Il Neoumanesimo è l’amore incondizionato per tutti gli esseri, da quelli più microscopici, come i microorganismi, a quelli cosmici, come i sistemi solari e la stessa mente cosmica. Il Neoumanesimo costituirà l’ideologia necessaria per salvare il mondo da una catastrofe altrimenti irreversibile. Solo un movimento culturale con questa visione, etica e spirito di servizio può radicalmente rimettere sul binario l’umanità, che è deragliata qualche secolo fa, a causa dell’antropocentrismo spietato, sostenuto in toto dalle pseudo ideologie, come il capitalismo e il comunismo ed in parte anche dalle teocrazie, che dello sfruttamento animale e vegetale si sono sempre disinteressate, utilizzando gli altri esseri viventi per riti sacrificali.

 

La funzione del Prout

è di creare le basi amministrative, legali e logistiche della società in un’ottica neoumanista. L’universo non è proprietà di un singolo o di una nazione, ma ognuno dovrebbe viverci in armonia, come in un’economia di famiglia, dove nessuno viene sfruttato, nemmeno gli animali o le piante. La corretta utilizzazione delle risorse materiali può essere implementata solo da coloro che possiedono una mentalità razionale intuitiva e che servono la società nel suo nucleo.

 

Le pratiche spirituali,

secondo una scienza intuitiva-spirituale sono essenziali per i neoumanisti. Senza pratiche intuitive la saggezza universale e benevola è solo un miraggio; la speculazione accademica ed intellettuale dovrebbe essere al servizio dell’umanità, non fonte di potere, ma fonte di ispirazione all’autorealizzazione. La vera conoscenza è quella della propria esistenza spirituale; la conoscenza mondana dovrebbe essere al servizio di tale aspirazione interiore e non esaltazione che sfocia nel complesso di superiorità del sapere più degli altri.

 

Il Prout come il Neoumanesimo

è contrario ai dogmi sociali e culturali ed apre la strada alla massima espressione umana, la benevolenza spirituale! Essa a sua volta eleva il sistema socio-economico-culturale a nuove dimensioni, mai raggiunte dall’umanità fino ad ora.
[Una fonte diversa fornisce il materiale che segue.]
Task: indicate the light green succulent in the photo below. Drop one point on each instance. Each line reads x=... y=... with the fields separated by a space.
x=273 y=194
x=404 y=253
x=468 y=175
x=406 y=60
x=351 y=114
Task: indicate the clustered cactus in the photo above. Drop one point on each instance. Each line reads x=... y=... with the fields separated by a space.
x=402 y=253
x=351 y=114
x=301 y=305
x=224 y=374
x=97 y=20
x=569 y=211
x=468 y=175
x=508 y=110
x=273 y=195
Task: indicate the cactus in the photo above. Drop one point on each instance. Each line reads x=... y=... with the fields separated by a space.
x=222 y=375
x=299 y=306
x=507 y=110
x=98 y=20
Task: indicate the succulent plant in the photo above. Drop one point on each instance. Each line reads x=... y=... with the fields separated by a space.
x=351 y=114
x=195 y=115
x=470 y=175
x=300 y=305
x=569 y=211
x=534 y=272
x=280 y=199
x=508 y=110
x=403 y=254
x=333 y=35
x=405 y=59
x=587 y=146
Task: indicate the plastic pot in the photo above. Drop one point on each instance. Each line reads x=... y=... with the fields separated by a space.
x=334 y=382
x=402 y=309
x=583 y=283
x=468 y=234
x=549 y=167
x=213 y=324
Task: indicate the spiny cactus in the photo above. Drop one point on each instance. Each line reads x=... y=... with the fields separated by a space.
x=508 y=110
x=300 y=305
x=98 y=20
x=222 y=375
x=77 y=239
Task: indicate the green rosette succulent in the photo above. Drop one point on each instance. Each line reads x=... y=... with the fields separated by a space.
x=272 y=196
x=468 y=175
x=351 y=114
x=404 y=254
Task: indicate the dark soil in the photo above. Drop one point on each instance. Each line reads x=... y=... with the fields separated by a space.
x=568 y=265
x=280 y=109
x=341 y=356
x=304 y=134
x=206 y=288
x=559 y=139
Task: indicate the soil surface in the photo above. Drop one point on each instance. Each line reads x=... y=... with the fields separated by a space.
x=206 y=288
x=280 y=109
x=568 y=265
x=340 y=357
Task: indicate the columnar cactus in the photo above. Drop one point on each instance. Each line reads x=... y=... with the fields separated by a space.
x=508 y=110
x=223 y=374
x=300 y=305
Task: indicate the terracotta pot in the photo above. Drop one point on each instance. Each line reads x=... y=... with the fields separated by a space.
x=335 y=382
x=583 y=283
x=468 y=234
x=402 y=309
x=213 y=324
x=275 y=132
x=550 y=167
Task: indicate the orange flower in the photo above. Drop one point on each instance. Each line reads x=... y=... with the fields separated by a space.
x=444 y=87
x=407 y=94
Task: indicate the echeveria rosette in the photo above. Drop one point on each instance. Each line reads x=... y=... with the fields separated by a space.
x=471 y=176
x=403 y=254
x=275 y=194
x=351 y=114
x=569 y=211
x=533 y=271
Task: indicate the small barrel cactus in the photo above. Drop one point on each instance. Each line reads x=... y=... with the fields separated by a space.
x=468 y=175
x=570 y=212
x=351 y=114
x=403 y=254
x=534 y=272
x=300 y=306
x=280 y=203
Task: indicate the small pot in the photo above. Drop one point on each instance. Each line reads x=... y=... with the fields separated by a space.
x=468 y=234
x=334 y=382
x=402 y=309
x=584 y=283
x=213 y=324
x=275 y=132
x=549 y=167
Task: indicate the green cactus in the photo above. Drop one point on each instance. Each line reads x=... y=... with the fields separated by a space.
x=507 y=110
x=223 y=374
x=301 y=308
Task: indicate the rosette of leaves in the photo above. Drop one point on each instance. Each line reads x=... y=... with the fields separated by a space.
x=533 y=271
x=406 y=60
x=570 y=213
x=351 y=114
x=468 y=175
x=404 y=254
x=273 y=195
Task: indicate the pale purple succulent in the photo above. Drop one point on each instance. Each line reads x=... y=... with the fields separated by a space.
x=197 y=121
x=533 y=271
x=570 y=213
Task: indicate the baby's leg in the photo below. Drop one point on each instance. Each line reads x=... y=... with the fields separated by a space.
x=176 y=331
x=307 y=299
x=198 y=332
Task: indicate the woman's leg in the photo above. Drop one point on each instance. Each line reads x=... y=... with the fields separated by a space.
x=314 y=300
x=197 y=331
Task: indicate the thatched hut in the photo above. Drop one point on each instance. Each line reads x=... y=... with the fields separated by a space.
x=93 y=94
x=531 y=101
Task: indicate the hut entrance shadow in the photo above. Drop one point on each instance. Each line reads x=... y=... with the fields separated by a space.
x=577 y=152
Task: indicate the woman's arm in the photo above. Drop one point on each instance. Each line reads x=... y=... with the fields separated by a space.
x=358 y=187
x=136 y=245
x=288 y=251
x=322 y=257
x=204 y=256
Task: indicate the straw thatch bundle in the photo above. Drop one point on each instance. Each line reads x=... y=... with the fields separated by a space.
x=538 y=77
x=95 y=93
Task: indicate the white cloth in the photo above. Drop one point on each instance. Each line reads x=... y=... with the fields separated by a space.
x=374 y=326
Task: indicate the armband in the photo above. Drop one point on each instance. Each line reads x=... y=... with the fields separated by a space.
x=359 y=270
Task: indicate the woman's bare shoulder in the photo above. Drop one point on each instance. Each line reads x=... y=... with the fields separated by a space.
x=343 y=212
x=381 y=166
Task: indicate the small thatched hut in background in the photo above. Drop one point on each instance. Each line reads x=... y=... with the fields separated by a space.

Utopia?

 

Il movimento umanista

in Europa ha messo le basi per i diritti umani, ha lottato contro i vari -ismi che dividono la società e ha portato più luce nelle menti delle persone. Ha ispirato ad un’arte più sottile e democratica. Oggigiorno con tutti questi “bug” pericolosi c’è bisogno di un aggiornamento urgente e il Neoumanesimo e la sua espressione economica proutista, hanno come tandem ideologico, tutte le carte in regola per fare questo salto di qualità. Sta a noi tutti non perdere altro tempo e “pedalare” insieme verso questa nuova sfida e avventura umana. Le giovani e future generazioni già aspettano con ansia questo cambiamento epocale.